Currently, this module provides an ability to provision Data Factory Studio, Integration Runtime within managed network, Diagnostic Settings and Managed endpoints.

data "azurerm_databricks_workspace" "example" {
  name                = "example-adb-workspace"
  resource_group_name = "example-rg"
}

data "azurerm_log_analytics_workspace" "example" {
  name                = "example-law-workspace"
  resource_group_name = "example-rg"
}

module "data_factory" {
  source  = "data-platform-hq/data-factory/azurerm"

  project                 = "datahq"
  env                     = "example"
  location                = "eastus"
  resource_group          = "example-rg"
  key_vault_name          = "example-key-vault"

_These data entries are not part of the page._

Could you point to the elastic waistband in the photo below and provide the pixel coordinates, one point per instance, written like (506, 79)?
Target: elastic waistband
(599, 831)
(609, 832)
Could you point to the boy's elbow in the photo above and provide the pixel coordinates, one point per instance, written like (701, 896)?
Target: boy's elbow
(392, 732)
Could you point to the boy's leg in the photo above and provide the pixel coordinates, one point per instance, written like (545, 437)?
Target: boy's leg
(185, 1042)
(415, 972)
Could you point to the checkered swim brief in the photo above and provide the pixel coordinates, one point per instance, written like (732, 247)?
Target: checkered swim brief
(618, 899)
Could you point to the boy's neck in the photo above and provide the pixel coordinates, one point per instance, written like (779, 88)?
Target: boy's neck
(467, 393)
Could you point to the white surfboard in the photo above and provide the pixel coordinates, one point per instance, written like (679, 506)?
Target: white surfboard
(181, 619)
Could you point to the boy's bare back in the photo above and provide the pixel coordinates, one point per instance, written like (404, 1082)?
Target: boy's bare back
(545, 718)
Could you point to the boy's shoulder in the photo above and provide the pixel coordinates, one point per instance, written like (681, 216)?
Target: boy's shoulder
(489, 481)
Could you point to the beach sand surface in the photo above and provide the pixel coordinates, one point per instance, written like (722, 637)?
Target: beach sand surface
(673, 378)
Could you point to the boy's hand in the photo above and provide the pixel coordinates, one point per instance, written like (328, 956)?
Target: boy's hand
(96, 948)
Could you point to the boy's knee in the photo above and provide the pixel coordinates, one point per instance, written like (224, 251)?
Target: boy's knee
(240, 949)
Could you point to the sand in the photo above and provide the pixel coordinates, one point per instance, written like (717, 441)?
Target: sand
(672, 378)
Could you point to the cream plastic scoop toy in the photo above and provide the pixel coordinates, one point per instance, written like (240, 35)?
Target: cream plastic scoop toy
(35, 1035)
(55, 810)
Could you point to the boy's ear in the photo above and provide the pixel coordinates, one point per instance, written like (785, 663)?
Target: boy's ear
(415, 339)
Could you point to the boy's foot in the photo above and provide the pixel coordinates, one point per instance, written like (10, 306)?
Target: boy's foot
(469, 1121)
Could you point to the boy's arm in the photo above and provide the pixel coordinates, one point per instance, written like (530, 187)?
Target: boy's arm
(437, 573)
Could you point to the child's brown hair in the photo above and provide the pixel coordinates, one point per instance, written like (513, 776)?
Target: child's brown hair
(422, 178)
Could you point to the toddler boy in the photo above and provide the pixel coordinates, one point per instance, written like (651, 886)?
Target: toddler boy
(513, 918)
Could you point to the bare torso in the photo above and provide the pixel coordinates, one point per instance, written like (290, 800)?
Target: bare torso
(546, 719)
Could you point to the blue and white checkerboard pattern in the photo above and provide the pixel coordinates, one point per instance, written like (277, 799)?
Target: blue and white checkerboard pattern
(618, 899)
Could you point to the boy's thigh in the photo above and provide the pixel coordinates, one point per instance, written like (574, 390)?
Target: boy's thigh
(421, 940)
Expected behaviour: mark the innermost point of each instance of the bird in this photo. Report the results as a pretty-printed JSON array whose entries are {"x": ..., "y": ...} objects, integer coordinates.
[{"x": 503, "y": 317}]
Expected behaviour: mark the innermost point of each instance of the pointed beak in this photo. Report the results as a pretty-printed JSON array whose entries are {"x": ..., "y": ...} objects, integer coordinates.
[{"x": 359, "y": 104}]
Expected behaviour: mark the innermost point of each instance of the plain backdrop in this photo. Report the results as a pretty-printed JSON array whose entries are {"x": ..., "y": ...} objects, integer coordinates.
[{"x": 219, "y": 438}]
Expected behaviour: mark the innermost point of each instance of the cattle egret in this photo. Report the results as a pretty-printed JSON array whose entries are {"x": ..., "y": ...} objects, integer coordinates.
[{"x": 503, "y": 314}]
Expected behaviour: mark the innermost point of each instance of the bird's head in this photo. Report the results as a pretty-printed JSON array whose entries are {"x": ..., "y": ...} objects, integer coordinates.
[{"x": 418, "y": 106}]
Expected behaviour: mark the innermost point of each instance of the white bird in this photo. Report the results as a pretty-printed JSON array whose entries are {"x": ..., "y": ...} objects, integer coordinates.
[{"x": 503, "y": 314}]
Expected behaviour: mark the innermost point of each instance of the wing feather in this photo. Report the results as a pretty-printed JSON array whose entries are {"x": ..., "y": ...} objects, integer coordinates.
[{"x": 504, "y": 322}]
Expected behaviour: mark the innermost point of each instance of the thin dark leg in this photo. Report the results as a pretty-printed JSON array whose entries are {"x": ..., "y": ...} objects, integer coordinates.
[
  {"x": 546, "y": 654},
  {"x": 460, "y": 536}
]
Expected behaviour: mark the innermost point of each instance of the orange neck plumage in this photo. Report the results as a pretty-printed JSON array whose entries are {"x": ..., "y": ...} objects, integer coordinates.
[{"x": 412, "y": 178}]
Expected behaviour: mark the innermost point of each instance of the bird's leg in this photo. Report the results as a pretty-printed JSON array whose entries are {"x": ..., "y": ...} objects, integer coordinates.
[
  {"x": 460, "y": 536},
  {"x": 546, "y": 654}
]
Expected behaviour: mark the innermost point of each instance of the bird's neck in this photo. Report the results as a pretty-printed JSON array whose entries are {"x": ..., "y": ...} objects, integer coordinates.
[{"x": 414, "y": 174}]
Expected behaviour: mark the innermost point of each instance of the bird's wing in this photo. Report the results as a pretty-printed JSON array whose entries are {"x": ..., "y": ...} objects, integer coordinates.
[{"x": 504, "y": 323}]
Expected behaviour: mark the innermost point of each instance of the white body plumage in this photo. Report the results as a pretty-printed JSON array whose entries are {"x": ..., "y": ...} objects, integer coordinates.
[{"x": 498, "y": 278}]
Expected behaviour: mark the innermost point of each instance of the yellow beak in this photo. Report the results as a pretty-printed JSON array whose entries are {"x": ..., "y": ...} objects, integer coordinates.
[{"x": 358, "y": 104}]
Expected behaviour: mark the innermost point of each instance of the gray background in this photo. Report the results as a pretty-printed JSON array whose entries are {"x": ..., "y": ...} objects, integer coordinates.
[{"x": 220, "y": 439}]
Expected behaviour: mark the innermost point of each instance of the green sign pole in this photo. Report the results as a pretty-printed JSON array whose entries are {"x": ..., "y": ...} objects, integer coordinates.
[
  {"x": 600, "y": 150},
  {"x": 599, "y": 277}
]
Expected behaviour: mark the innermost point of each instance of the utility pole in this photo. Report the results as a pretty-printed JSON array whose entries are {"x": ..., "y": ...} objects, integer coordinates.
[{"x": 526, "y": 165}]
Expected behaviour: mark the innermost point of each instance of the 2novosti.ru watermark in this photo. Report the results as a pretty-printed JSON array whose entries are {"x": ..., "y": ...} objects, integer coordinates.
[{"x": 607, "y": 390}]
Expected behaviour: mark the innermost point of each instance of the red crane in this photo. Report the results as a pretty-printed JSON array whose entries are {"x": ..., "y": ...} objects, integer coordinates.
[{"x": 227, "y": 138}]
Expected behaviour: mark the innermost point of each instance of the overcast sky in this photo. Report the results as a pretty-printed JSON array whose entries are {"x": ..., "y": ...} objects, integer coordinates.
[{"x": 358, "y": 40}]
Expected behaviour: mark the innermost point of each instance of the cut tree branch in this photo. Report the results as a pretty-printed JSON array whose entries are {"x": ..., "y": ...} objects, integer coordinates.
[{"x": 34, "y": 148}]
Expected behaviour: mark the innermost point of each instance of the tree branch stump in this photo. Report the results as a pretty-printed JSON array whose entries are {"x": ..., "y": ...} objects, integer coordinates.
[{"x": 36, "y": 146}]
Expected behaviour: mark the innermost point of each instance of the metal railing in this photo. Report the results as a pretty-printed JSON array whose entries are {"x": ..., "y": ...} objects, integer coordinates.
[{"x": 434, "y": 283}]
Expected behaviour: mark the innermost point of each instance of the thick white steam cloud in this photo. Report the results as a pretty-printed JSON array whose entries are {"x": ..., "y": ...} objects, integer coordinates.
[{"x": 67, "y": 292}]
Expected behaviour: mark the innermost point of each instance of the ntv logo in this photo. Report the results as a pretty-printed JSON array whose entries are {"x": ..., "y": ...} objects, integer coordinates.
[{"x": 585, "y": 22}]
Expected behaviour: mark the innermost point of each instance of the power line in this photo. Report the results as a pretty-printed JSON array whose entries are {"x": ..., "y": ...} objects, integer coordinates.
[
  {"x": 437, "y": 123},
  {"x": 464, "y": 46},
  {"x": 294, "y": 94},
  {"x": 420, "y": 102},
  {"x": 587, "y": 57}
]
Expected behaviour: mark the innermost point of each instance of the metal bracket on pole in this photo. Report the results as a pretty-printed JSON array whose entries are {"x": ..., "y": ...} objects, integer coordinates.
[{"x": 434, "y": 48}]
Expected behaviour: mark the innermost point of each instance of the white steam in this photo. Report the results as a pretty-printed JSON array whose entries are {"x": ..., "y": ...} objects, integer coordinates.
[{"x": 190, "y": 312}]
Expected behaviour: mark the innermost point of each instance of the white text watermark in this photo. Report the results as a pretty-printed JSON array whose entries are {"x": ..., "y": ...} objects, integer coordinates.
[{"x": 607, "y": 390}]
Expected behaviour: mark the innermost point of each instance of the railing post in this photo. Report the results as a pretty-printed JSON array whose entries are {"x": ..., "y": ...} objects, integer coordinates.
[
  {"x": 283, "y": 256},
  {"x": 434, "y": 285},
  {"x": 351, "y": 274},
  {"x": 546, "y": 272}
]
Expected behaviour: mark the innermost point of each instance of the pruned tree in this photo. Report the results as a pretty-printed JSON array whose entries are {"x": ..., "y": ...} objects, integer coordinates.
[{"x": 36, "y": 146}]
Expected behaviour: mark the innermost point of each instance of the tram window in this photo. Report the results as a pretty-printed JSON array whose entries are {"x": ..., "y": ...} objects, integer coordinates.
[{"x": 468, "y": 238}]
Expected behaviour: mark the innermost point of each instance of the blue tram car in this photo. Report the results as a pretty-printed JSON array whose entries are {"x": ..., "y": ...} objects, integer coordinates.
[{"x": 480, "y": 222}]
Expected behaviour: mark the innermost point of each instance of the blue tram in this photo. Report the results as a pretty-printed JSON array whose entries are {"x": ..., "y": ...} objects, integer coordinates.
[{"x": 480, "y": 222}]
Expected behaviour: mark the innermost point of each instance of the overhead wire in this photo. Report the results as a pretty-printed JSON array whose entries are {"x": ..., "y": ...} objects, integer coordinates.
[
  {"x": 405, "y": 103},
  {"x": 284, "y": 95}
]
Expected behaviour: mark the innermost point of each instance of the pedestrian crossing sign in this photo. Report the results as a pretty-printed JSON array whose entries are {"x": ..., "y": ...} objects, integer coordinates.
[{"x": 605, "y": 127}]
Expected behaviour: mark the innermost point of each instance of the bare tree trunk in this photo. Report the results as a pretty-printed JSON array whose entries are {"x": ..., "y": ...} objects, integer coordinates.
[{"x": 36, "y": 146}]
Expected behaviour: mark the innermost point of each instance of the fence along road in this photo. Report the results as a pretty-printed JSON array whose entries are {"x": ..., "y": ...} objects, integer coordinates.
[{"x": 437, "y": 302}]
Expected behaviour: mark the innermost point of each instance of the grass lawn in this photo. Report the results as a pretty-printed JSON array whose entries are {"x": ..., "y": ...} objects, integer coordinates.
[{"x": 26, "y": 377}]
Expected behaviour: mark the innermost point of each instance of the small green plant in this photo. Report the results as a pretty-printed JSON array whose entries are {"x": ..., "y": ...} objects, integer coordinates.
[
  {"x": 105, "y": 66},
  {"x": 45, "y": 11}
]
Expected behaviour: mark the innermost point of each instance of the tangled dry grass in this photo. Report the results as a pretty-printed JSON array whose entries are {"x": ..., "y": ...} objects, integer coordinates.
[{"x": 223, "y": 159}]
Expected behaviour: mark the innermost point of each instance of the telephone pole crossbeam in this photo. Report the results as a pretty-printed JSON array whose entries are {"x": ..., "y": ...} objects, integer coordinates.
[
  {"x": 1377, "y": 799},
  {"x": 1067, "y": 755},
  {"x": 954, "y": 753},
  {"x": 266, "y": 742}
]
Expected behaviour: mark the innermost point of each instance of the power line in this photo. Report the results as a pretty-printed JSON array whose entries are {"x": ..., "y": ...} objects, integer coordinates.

  # Target Log Analytics Workspace used by Diagnostic Settings for log/metrics storage
  log_analytics_workspace = { 
    (data.azurerm_log_analytics_workspace.example.name) = data.azurerm_log_analytics_workspace.example.id 
  }
  
  # Set of Objects with parameters to create Managed endpoints in Integration Runtime Managed network.
  managed_private_endpoint = [{
    name               = "adb"
    target_resource_id = data.azurerm_databricks_workspace.example.id
    subresource_name   = "databricks_ui_api"
  }]
}

Note:

Be aware that private endpoint connection is created in a Pending state and a manual approval is required.

To finish this configuration you have to open Azure Databricks Service (or other Azure Service you connect to), select "Networking" in Settings section. Change to Private endpoint connections tab and select created connection (it should be in a pending state) and press "Approve" button.

If your deployment creates multiple managed private endpoints for different Azure services, you must approve all of them.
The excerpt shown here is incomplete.